Macaristan arabulucu mu olmak istiyor? 

Macaristan Başbakanı Viktor Orban ülkesinin 1 Temmuz'da AB Dönem Başkanlığı'nı Belçika'dan devralmasının ardından Kiev'i ziyaret etti.

Zelenski'yle görüşen Orban, Ukrayna Devlet Başkanı'ndan barış görüşmelerini hızlandırabilecek "hızlı bir ateşkesi" değerlendirmesini talep ettiğini söyledi.

Orban aynı hafta içerisinde "barış misyonunun ikinci durağı" olarak nitelendirdiği Moskova'ya da bir ziyaret gerçekleştirdi.

Orban'ın Putin'le yaptığı görüşmede, savaşın her iki tarafıyla da konuşabilen ülkelerin sayısı giderek azaldığını belirterek, yakında Macaristan'ın, Avrupa'da tüm taraflarla konuşabilen tek ülke haline geleceğini öne sürdü. 

Macar Başbakanı'nın sözkonusu ziyareti AB nezdinde büyük tepki yarattı ve AB Komisyonu Başkanı von der Leyen, AB Konseyi Başkan Michel ve AB Dışişleri ve Güvenlik Politikaları Yüksek Temsilcisi Josep Borrell yaptıkları açıklamalarda Orban'ın hiçbir şekilde AB'yi temsil etmediğini, ziyaretin ikili çerçevede gerçekleştiğini vurguladılar.

Ukrayna'dan da ziyaretin kendileriyle koordine edilmediği meyanında bir açıklama geldi.

Macaristan Başbakanı da AB'yi barış çabalarını baltalamakla ihtam etti. 

Önümüzdeki dönemde tarafların müzakere masasına dönmelerine ilişkin koşullar olgunlaştığında hangi ülkenin arabuluculuk yapacağına elbette iki ülke karar verecektir.

Macaristan hem NATO hem de AB üyesi olmasına rağmen Rusya'dan yana bir tutum sergilediğini gizlemiyor.

Türkiye ise savaşın başından bu yana taraflar arasında bir denge politikası izlemeye çalışıyor.

Batı, Türkiye'nin Rusya'yla diyalog kanallarını açık tutmasından hoşnut olmasa da Tahıl Koridoru Anlaşması'nda Ankara'nın oynadığı yapıcı rol ABD, BM ve birçok Batı başkenti tarafından takdirle karşılandı.

Bu nedenle, Rusya Macaristan'ın arabuluculuğuna sıcak baksa bile bunun Ukrayna ve Batı tarafından kabul edilmesi şu noktada güç gözüküyor. 


Suriye'yle liderler düzeyinde bir temas olur mu? 

Son bir ay içerisinde iki ülke arasında normalleşme adımlarının yeniden atılabileceğine ilişkin hem Türkiye'den hem de Suriye'den önemli açıklamalar geldi.

Yakın zamana kadar Şam Yönetimi, Türk Silahlı Kuvvetleri'nin Suriye'den çekilmesini ve Türkiye'nin terörü desteklediğini öne sürerek bunu sonlandırmasını önkoşul olarak sunarak Türkiye'yle diyaloğa yanaşmıyordu.  

Daha ocak sonunda iki ülke arasındaki normalleşme sürecinin durduğunu söyleyen Putin'in Suriye Özel Temsilcisi Alexsander Lavrentiev, Dışişleri Bakanı Hakan Fidan'ın BRICS+ Zirvesi öncesinde Moskova'da Putin'le yaptığı görüşmenin akabinde Şam'a giderek Beşar Esad tarafından kabul edildi.
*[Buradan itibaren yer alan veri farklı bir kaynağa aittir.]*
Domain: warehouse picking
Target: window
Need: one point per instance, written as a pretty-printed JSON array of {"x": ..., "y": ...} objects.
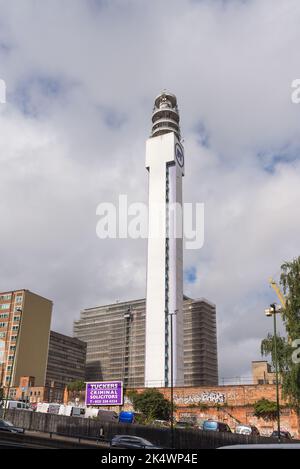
[{"x": 5, "y": 297}]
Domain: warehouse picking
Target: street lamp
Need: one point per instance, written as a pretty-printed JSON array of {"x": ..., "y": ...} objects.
[
  {"x": 272, "y": 311},
  {"x": 172, "y": 377},
  {"x": 18, "y": 310}
]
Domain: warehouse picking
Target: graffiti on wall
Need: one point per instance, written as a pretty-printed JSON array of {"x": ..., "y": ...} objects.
[{"x": 204, "y": 397}]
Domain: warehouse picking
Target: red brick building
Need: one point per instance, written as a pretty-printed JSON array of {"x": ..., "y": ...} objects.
[{"x": 230, "y": 404}]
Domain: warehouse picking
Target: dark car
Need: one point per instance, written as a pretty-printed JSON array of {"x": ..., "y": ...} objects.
[
  {"x": 283, "y": 435},
  {"x": 183, "y": 424},
  {"x": 127, "y": 441},
  {"x": 6, "y": 426},
  {"x": 215, "y": 426}
]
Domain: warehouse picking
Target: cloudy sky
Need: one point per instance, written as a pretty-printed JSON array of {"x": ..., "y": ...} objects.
[{"x": 81, "y": 77}]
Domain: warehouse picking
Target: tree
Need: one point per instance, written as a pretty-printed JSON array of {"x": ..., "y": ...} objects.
[
  {"x": 151, "y": 403},
  {"x": 265, "y": 409},
  {"x": 288, "y": 364}
]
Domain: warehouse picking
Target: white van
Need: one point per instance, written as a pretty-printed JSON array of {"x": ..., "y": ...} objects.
[
  {"x": 71, "y": 411},
  {"x": 16, "y": 405},
  {"x": 42, "y": 407},
  {"x": 101, "y": 414}
]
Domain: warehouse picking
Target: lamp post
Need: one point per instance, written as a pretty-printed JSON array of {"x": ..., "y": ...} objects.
[
  {"x": 272, "y": 311},
  {"x": 18, "y": 310},
  {"x": 172, "y": 377}
]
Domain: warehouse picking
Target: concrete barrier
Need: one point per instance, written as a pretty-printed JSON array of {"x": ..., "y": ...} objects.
[{"x": 76, "y": 426}]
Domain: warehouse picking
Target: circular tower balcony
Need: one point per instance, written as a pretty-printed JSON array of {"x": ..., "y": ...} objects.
[{"x": 165, "y": 116}]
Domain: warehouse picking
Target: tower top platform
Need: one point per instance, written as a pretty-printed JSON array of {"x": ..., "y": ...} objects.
[{"x": 165, "y": 115}]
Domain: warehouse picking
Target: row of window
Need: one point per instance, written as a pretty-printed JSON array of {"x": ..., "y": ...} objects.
[{"x": 5, "y": 297}]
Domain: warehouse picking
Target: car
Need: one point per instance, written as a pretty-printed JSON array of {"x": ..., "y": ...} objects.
[
  {"x": 246, "y": 430},
  {"x": 183, "y": 424},
  {"x": 215, "y": 426},
  {"x": 161, "y": 423},
  {"x": 264, "y": 446},
  {"x": 6, "y": 426},
  {"x": 128, "y": 441},
  {"x": 10, "y": 404},
  {"x": 283, "y": 435}
]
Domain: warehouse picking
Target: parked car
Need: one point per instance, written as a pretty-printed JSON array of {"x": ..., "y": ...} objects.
[
  {"x": 126, "y": 417},
  {"x": 215, "y": 426},
  {"x": 183, "y": 424},
  {"x": 264, "y": 446},
  {"x": 161, "y": 423},
  {"x": 101, "y": 414},
  {"x": 128, "y": 441},
  {"x": 6, "y": 426},
  {"x": 10, "y": 404},
  {"x": 247, "y": 430},
  {"x": 283, "y": 435}
]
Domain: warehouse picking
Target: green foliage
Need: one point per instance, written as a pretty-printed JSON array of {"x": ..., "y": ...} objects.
[
  {"x": 265, "y": 409},
  {"x": 203, "y": 406},
  {"x": 76, "y": 386},
  {"x": 288, "y": 368},
  {"x": 151, "y": 403}
]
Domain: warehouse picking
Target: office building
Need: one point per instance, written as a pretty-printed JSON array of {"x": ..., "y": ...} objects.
[
  {"x": 66, "y": 361},
  {"x": 24, "y": 336},
  {"x": 115, "y": 336}
]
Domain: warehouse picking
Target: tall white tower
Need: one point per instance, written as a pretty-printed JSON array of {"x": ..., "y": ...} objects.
[{"x": 165, "y": 163}]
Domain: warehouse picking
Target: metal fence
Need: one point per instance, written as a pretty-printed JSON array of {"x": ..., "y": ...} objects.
[{"x": 76, "y": 426}]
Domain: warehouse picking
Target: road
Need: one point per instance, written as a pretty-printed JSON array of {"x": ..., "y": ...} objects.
[{"x": 40, "y": 440}]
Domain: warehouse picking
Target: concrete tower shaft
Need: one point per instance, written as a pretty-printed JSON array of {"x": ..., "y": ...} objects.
[{"x": 165, "y": 164}]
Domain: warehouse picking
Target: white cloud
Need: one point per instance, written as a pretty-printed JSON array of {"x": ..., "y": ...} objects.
[{"x": 81, "y": 78}]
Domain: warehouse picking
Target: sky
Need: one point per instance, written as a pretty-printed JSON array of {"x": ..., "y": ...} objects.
[{"x": 81, "y": 78}]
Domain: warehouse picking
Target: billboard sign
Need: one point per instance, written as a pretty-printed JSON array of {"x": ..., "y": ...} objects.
[{"x": 104, "y": 393}]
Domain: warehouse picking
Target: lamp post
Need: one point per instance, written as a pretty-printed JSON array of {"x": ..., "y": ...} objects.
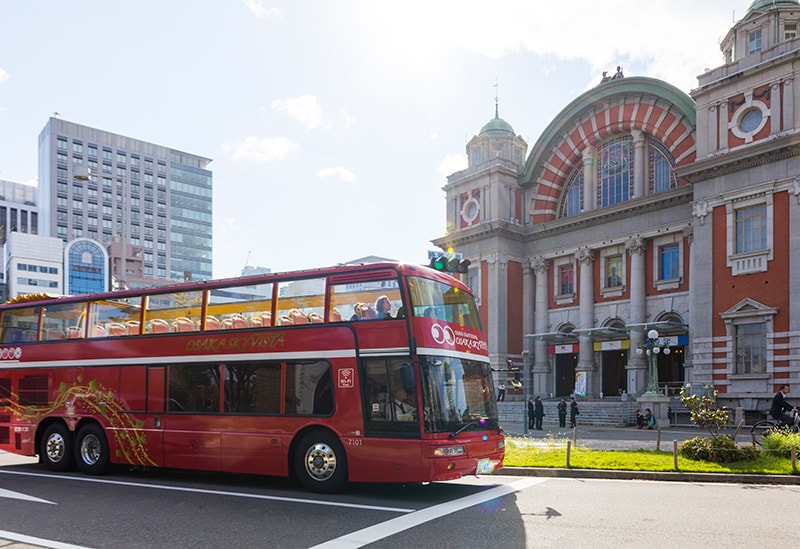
[{"x": 652, "y": 346}]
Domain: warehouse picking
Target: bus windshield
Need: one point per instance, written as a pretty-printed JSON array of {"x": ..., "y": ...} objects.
[
  {"x": 456, "y": 392},
  {"x": 439, "y": 301}
]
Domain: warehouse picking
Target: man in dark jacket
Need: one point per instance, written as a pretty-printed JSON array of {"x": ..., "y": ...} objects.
[
  {"x": 530, "y": 413},
  {"x": 780, "y": 407},
  {"x": 538, "y": 412}
]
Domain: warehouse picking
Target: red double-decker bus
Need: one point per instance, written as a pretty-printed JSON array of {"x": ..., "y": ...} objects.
[{"x": 365, "y": 373}]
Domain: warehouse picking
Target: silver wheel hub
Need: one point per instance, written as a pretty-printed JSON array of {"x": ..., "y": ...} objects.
[
  {"x": 320, "y": 461},
  {"x": 90, "y": 449},
  {"x": 55, "y": 448}
]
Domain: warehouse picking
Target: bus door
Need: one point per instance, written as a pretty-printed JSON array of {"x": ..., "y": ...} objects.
[{"x": 191, "y": 422}]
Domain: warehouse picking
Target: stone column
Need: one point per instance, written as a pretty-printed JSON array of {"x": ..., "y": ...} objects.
[
  {"x": 543, "y": 381},
  {"x": 589, "y": 179},
  {"x": 639, "y": 164},
  {"x": 637, "y": 364},
  {"x": 586, "y": 363}
]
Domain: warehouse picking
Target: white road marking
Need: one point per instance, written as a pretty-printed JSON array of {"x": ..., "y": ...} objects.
[
  {"x": 30, "y": 540},
  {"x": 405, "y": 522},
  {"x": 24, "y": 497},
  {"x": 213, "y": 492}
]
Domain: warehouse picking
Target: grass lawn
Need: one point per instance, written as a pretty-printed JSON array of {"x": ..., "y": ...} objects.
[{"x": 524, "y": 452}]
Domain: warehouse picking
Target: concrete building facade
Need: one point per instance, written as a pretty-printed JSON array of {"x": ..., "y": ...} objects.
[{"x": 114, "y": 189}]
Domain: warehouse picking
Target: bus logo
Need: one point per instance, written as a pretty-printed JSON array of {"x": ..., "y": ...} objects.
[
  {"x": 10, "y": 353},
  {"x": 346, "y": 378},
  {"x": 443, "y": 334}
]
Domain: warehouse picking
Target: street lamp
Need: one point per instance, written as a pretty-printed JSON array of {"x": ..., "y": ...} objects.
[{"x": 652, "y": 346}]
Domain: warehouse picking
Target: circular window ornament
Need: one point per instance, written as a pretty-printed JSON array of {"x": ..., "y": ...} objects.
[
  {"x": 751, "y": 120},
  {"x": 470, "y": 210}
]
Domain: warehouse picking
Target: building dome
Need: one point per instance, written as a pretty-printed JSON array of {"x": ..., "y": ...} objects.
[
  {"x": 766, "y": 4},
  {"x": 497, "y": 126}
]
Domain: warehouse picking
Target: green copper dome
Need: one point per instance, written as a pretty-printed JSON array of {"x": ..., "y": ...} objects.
[
  {"x": 767, "y": 4},
  {"x": 497, "y": 126}
]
Lavrentiev-Esad görüşmesinin ardından Şam'dan gelen mesajların tonu değişti. 
 


Peki neden Rusya yeniden devreye girdi ve Esad tutum değişikliğine gitti?
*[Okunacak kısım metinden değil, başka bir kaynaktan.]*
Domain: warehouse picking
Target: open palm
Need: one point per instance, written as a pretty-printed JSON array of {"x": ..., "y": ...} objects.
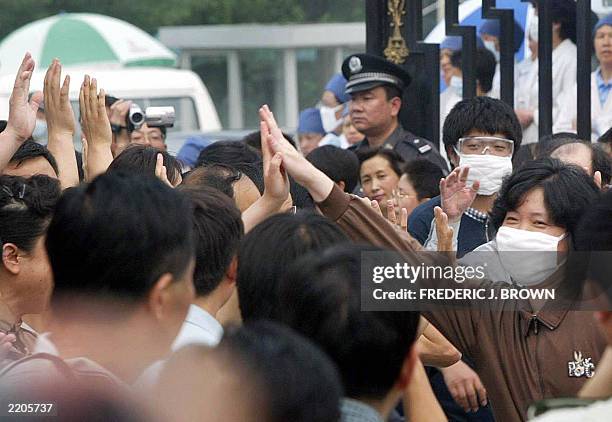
[
  {"x": 22, "y": 114},
  {"x": 456, "y": 196}
]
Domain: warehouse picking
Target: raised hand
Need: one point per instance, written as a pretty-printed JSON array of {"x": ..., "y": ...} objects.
[
  {"x": 465, "y": 386},
  {"x": 316, "y": 182},
  {"x": 22, "y": 114},
  {"x": 276, "y": 180},
  {"x": 60, "y": 121},
  {"x": 160, "y": 170},
  {"x": 456, "y": 196},
  {"x": 402, "y": 222},
  {"x": 58, "y": 111},
  {"x": 94, "y": 120}
]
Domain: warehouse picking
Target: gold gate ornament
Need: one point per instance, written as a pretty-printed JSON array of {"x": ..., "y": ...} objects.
[{"x": 397, "y": 50}]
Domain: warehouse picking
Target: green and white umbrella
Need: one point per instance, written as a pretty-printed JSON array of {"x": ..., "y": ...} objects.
[{"x": 83, "y": 39}]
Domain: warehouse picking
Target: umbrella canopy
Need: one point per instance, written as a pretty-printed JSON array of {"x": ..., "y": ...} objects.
[{"x": 83, "y": 39}]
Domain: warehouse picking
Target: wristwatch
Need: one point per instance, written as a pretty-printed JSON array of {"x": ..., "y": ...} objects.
[{"x": 117, "y": 128}]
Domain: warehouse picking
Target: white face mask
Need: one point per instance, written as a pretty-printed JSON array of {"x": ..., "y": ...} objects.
[
  {"x": 529, "y": 257},
  {"x": 490, "y": 45},
  {"x": 456, "y": 84},
  {"x": 40, "y": 133},
  {"x": 489, "y": 170},
  {"x": 533, "y": 28},
  {"x": 328, "y": 118}
]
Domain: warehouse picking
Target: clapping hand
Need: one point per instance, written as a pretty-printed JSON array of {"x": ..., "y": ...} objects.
[
  {"x": 58, "y": 111},
  {"x": 276, "y": 180},
  {"x": 96, "y": 126},
  {"x": 22, "y": 114},
  {"x": 456, "y": 196}
]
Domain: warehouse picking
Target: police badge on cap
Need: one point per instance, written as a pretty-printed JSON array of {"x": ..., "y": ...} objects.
[{"x": 365, "y": 71}]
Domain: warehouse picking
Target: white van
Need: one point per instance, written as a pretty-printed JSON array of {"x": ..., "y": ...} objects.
[{"x": 182, "y": 89}]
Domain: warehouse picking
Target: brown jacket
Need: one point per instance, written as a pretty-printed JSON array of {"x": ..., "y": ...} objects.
[{"x": 520, "y": 357}]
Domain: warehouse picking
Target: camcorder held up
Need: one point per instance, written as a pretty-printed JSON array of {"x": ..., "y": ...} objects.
[{"x": 152, "y": 116}]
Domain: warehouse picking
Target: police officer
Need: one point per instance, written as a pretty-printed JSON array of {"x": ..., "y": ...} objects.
[{"x": 376, "y": 86}]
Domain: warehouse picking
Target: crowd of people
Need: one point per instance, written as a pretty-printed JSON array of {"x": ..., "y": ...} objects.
[{"x": 227, "y": 283}]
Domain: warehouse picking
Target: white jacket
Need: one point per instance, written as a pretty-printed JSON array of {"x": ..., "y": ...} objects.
[
  {"x": 601, "y": 115},
  {"x": 564, "y": 78}
]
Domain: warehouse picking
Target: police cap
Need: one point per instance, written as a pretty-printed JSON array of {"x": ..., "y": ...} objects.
[{"x": 365, "y": 71}]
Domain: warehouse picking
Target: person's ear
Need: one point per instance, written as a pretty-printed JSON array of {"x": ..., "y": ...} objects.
[
  {"x": 396, "y": 105},
  {"x": 161, "y": 296},
  {"x": 407, "y": 368},
  {"x": 604, "y": 317},
  {"x": 452, "y": 156},
  {"x": 231, "y": 274},
  {"x": 10, "y": 258}
]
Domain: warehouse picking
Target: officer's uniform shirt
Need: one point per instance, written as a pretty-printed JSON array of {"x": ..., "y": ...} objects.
[{"x": 408, "y": 146}]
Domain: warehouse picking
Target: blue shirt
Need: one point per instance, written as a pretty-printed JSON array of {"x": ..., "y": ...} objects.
[
  {"x": 603, "y": 87},
  {"x": 472, "y": 232}
]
Birincisi, Türkiye'nin terörle mücadeledeki kararlı adımları.

Irak'ta terörün kökünün kazınması konusunda düzenlenen operasyonlar, Irak merkezi hükümeti ve Irak Kürt Bölgesel Yönetimi'yle terörün sonlandırılması konusunda fikir birliğine varılması, bunun neticesinde de Irak-Suriye sınırının teröre geçit vermeyecek şekilde kilitlenme safhasına gelmesi ve Suriye'deki PYD/YPG terör örgütünün nefes borusunun kesilmesi gibi gelişmeler artık sahadaki durumun terör örgütü aleyhine değişmekte olduğunu ortaya koydu.

Bakan Fidan'ın Putin'le görüşmesinde bu konuyu gündeme getirmesi ve Türkiye'nin güneyinde bir terör devletinin kurulmasına hiçbir surette izin vermeyeceğini vurgulaması bu bağlamda Rusya'ya önemli bir mesajdı. 

İkincisi ise, Kasım 2024'te düzenlenecek ABD Başkanlık seçimlerinde Cumhuriyetçi Parti'nin adayı Donald Trump'ın seçilmesi halinde ABD'nin bölgeden çekilme ihtimali ve Suriye sathındaki aktörlerin ABD sonrası dönem için hazırlık yapmaya başlamaları.

Halihazırda Ukrayna'daki savaşa tüm enerjisini veren Rusya'nın ABD'nin sahadan ayrılmasıyla bir de PYD/YPG ve İŞİD'le uğraşmak istemeyeceği, bu nedenle Ankara ile Şam arasındaki ilişkilerin düzelmesine katkı sağlayarak tarafların terör konusunda birlikte hareket etmesini sağlamasının esasında kendi çıkarına olacağı aşikardır.

Nitekim, Türkiye ile Suriye arasında 1998 yılında imzalanan Adana Mutabakatı'nı yıllar sonra Putin yeniden gündeme getirmişti. 

Esad bir adım atarak Cumhurbaşkanı Erdoğan'ın davetine yanıt verir mi henüz belli değil. Gelinen noktada top Esad'ın sahasında.

Her halukarda, Türkiye ile Suriye arasındaki normalleşme süreci Türkiye-Mısır, Türkiye-BAE ve Türkiye-Suudi Arabistan normalleşme süreçlerine benzemeyecek ve hızlı bir şekilde sonlanmayacak.

Terörle mücadele ve mülteciler iki ülke arasında çözülmesi gereken en önemli ve acil başlıklar. Bunun dışında da ele alınması gereken birçok konu var. 

Rusya'nın taraflar arasında arabuluculuk yapması ilk aşamada önemli olsa da çözüm gerektiren konular ikili çerçevede ele alınmalıdır.

Rusya Suriye'ye normalleşme konusunda yapıcı bir rol üstlendiği ve zamanı geldiğinde aradan çekildiği takdirde, Türkiye de Ukrayna savaşı bağlamında taraflar arasında uzlaşıya varılması konusunda elinden gelen gayreti gösterecektir.

 

 

*Bu makalede yer alan fikirler yazara aittir ve Independent Türkçe'nin editöryal politikasını yansıtmayabilir.